Brexit first of all eradicated growth, now lower than that of the euro zone, although it had been systematically higher since the 1990s. Activity will only increase by 0.5% in 2023 and 2024; it has been reduced by 5.5 points and trade by 7 points since 2016. Stagflation is now well established. Households are strangled by inflation which reaches 7% compared to 2.8% in the euro zone, with a spiral of increase between prices and wages. The Bank of England increased its rates fourteen times to bring them to 5.25% (compared to 4% in the euro zone), which destroyed the purchasing power of consumers, caused a collapse in the property market and euthanized the ‘investment.

Once a centre of excellence, finance is becoming a weak point. Capital and investors are fleeing. The City will ultimately lose 35,000 to 40,000 jobs to the Union. At the same time, market pressure has not let up since the crash caused by Liz Truss’s short-lived and disastrous experiment in planning a massive, unfunded tax cut for the richest. Public debt exceeded 100% of GDP in 2023 and its servicing exploded to reach 4.2% of GDP due to its price indexation of a quarter. And Birmingham, the country’s second-largest city, went bankrupt.  The labour shortage in the agriculture, construction, health, transport and services sectors, caused by the departure of more than 1 million European workers, goes hand in hand with the rise in unemployment of 3.5% to 4.2% of the active population. The country now has 14.5 million poor people while purchasing power is declining sharply.
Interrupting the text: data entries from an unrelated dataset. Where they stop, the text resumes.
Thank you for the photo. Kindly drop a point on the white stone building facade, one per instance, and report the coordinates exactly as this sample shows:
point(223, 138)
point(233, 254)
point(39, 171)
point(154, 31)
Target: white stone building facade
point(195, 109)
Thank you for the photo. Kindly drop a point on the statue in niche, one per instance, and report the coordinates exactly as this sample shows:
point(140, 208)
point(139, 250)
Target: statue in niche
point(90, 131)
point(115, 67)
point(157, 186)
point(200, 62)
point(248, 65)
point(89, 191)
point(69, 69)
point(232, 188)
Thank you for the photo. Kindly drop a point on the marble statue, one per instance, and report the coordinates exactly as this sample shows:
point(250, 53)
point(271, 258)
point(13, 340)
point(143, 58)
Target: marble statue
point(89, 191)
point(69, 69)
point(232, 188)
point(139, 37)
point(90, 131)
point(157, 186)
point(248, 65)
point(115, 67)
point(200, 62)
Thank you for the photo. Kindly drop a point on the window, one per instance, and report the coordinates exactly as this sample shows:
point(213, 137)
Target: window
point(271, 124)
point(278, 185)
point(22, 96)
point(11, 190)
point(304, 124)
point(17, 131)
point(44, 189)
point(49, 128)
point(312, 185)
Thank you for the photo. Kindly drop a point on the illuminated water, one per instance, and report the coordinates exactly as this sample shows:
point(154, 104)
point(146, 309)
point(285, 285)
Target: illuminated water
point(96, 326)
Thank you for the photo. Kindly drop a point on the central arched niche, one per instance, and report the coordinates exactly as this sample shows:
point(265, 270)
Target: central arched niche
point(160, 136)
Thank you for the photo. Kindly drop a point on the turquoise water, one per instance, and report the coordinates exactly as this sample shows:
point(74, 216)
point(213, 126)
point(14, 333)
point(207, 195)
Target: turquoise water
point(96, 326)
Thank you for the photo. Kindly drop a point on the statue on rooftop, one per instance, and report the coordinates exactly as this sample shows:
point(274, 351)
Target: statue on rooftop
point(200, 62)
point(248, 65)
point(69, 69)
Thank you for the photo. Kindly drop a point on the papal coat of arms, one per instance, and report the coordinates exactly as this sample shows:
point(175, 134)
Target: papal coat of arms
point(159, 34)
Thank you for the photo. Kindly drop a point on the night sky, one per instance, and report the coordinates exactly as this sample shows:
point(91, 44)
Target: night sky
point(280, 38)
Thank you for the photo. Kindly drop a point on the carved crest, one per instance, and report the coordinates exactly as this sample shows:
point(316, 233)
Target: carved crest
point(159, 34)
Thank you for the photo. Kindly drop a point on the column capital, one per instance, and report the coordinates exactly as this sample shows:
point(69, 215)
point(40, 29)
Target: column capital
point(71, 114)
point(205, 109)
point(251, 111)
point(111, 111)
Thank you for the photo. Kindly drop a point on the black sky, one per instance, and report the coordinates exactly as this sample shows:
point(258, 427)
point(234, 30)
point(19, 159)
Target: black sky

Hence a severe social crisis which is leading to an increase in strikes in the health, education, road and rail transport, postal and research sectors.

The failure is also stinging in the area of immigration. The forced departure of Europeans was more than offset by the arrival of non-European immigrants. The balance of entries and exits broke a record in 2022, with an increase in the immigrant population of 606,000 people. To this must be added illegal immigration, which has also exploded, with 45,774 Channel crossings in 2022.

Politically, the United Kingdom remains threatened with implosion by Scotland’s demand for independence, which is inseparable from its desire to quickly join the Union. In Northern Ireland, the open crisis surrounding the protocol concluded with the European Union resulted, for the first time, in the victory of Sinn Féin in May 2022, which ultimately opens the way to the reunification of the island.

Brexit proves Charles Péguy right who emphasized that “the triumph of demagogues is fleeting, but their ruins are eternal”. Voted at the end of a campaign dominated by lies, it placed the United Kingdom in a complete impasse. The project of a Global Britain cut off from the European continent constitutes an economic, geopolitical and historical contradiction, at a time when globalization is being reconfigured around regional blocs. But no leader will be able to assume the risk of a new referendum on return to the Union for twenty or thirty years, especially since the United Kingdom will not regain the privileges which had been granted to it, in particular the rebate half of its contribution to the budget.

The United Kingdom desperately needs the Union to return to the path of growth, a condition for stabilizing the middle class and civil peace. But Europe also needs the United Kingdom to deal with rising geopolitical tensions. On both sides of the Channel, it is therefore time to abandon the mirages of radicalism and take the only reasonable path available, that of realism and pragmatism.